On the town’s Web site, www.portsmouthri.com, applicants can find the application form by going first to “offices and services” and then clicking on the title for the office of the tax assessor and tax collector.
A surviving spouse who is at least 50 years old is eligible if his or her partner was at least 65 at the time of death.
The program does not waive taxes outright but postpones them until the homeowner dies or sells the property. It is meant to complement a pre-existing ordinance which gives outright tax exemptions of up to 80 percent to low-income elderly homeowners.
But the enabling legislation that allowed the council to enact the tax deferral does not specify an income limit for applicants — only that the tax bill must exceed 10 percent of the gross income.

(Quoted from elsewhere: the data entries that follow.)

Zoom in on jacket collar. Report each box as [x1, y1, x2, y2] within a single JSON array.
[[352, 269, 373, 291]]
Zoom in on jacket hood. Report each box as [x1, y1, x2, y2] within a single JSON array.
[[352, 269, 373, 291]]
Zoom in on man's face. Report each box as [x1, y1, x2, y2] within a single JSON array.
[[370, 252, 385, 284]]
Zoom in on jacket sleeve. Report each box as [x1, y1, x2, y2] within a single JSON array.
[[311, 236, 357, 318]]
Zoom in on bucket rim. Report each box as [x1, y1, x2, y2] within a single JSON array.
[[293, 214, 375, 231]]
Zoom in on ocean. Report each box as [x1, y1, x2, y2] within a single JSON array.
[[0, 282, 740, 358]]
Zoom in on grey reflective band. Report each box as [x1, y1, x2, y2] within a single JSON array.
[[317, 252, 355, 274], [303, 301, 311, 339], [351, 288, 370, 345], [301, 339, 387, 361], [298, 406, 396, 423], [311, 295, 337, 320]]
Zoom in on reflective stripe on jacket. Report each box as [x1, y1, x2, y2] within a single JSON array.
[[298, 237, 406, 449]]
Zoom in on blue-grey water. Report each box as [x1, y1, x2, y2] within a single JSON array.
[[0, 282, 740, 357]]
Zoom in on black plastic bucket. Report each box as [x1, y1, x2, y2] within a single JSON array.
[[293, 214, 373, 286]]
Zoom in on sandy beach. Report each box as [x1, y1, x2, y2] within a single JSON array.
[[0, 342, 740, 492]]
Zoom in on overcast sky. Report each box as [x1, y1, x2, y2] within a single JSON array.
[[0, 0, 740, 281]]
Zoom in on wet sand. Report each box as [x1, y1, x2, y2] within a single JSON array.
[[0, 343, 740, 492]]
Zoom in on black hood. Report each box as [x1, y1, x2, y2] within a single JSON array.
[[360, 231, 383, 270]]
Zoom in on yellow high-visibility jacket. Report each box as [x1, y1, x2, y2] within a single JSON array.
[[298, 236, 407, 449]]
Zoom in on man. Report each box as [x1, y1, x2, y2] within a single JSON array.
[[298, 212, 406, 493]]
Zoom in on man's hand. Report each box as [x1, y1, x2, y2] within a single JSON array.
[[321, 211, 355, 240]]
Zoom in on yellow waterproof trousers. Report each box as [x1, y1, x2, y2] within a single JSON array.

The council has asked the town solicitor to draft proposed changes to the enabling legislation that would explicitly limit the tax deferral to those elderly and disabled homeowners who qualify for the low-income program, which is available to those who make no more than 125 percent of the federal poverty level.
Another change proposed by the council would make condominiums eligible for the program, in addition to single-family houses.
The council also wants new language to specify that the deferred amount of the tax bill is only the portion that exceeds 10 percent of the applicant’s total income, and that there is sufficient equity in the property to ensure that the town will eventually recover the deferred taxes.
The changes must be enacted by the General Assembly before the council can amend the ordinance.